Le noir se fait, les trois coups tonnent et le rideau se lève sur une chambre à coucher. Entre la duègne attendant l'amant de sa maîtresse. Et ce vers : « Serait-ce déjà lui ? - C'est bien à l'escalier / Dérobé. » La querelle s'engage sur ce rejet inacceptable pour les classiques. Pendant toute la représentation la claque gratuite des romantiques fit échec à l'opposition qui sifflait les images hardies et les acrobaties rythmiques par ses bousculades verbales et capillaires, ses apostrophes à l'emporte-pièce et ses farces.

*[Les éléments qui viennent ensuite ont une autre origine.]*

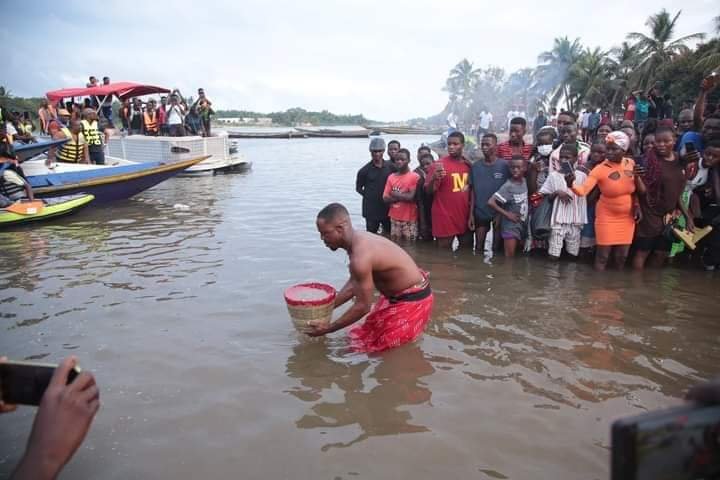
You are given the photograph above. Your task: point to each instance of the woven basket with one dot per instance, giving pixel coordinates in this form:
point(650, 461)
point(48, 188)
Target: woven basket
point(319, 310)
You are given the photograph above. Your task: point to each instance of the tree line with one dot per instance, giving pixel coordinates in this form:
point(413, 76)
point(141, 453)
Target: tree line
point(571, 75)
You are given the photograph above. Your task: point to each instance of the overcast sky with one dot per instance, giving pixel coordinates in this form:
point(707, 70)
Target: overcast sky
point(386, 59)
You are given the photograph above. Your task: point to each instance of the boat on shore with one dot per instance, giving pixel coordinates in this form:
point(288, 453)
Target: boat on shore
point(118, 180)
point(396, 130)
point(332, 133)
point(148, 149)
point(286, 135)
point(26, 151)
point(51, 208)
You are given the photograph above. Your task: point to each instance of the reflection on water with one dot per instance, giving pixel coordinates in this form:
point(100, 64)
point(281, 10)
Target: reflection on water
point(370, 395)
point(180, 315)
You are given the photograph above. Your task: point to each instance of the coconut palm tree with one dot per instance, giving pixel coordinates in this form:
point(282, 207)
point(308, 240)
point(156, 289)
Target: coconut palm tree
point(622, 62)
point(658, 48)
point(552, 76)
point(463, 78)
point(590, 79)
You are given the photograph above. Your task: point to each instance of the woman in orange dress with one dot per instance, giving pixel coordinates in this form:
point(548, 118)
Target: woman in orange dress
point(618, 209)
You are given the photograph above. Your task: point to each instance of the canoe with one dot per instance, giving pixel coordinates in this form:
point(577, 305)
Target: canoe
point(54, 207)
point(405, 130)
point(29, 150)
point(289, 134)
point(106, 183)
point(332, 133)
point(148, 149)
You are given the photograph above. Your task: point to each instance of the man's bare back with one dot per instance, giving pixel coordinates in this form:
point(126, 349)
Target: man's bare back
point(376, 263)
point(393, 270)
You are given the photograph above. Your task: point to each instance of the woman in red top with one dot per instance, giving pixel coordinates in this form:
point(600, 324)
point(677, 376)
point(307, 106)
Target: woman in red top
point(449, 182)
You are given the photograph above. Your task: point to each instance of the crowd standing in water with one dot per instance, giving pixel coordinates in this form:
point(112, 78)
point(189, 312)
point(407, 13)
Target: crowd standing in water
point(646, 187)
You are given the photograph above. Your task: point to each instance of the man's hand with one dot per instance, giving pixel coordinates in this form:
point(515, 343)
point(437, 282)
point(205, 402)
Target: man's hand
point(316, 328)
point(637, 213)
point(61, 423)
point(570, 179)
point(513, 217)
point(564, 197)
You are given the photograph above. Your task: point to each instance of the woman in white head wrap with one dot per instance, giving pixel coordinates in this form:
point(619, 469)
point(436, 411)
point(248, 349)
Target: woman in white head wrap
point(617, 209)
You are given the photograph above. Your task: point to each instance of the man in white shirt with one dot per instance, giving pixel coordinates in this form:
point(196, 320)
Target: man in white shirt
point(484, 127)
point(569, 212)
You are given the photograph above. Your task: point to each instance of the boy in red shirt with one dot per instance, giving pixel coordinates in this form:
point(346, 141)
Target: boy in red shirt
point(400, 195)
point(449, 182)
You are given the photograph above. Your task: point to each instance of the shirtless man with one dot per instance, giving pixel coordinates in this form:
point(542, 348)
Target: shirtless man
point(403, 309)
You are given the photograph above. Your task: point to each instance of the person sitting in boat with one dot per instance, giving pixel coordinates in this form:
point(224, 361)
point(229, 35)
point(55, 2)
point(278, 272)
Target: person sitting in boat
point(55, 125)
point(93, 137)
point(150, 118)
point(204, 109)
point(75, 150)
point(403, 309)
point(136, 120)
point(175, 116)
point(193, 122)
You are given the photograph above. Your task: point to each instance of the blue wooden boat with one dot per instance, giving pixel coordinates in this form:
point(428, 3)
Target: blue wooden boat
point(107, 183)
point(29, 150)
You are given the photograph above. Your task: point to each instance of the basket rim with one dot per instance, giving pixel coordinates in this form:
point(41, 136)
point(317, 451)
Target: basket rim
point(332, 293)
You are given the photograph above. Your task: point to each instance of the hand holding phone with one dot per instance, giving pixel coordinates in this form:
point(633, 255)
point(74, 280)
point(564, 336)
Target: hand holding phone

Ainsi c'était pluie de papiers gras sur les jabots et les perruques des classiques, alors que Balzac se prenait un trognon de choux dans la figure, et Ernest de Saxe-Cobourg répondait à une dame qui riait aux éclats à la scène des portraits : « Ne riez pas madame, on voit vos dents ! » Sur scène, Mademoiselle Mars et ses partenaires tentent de continuer la représentation, malgré la bataille qui fait rage.

Dans son Journal, l'acteur Joanny note le soir même :

« La pièce a complètement réussi, malgré une opposition bien marquée, et malgré la manière originale dont cet ouvrage est traité. »

C'est un triomphe, la recette est énorme, le romantisme français est né.

[modifier] Les classiques contre-attaquent

Le lendemain, les adversaires du romantisme se déchaînent dans la presse :

Critique anonyme du Drapeau Blanc :

« Ce chef d'oeuvre de l'absurde, rêve d'un cerveau délirant, a obtenu un succès de frénésie ; on aurait dit que tous les fous, échappés de leur loge, s'étaient rassemblés au Théâtre-Français. »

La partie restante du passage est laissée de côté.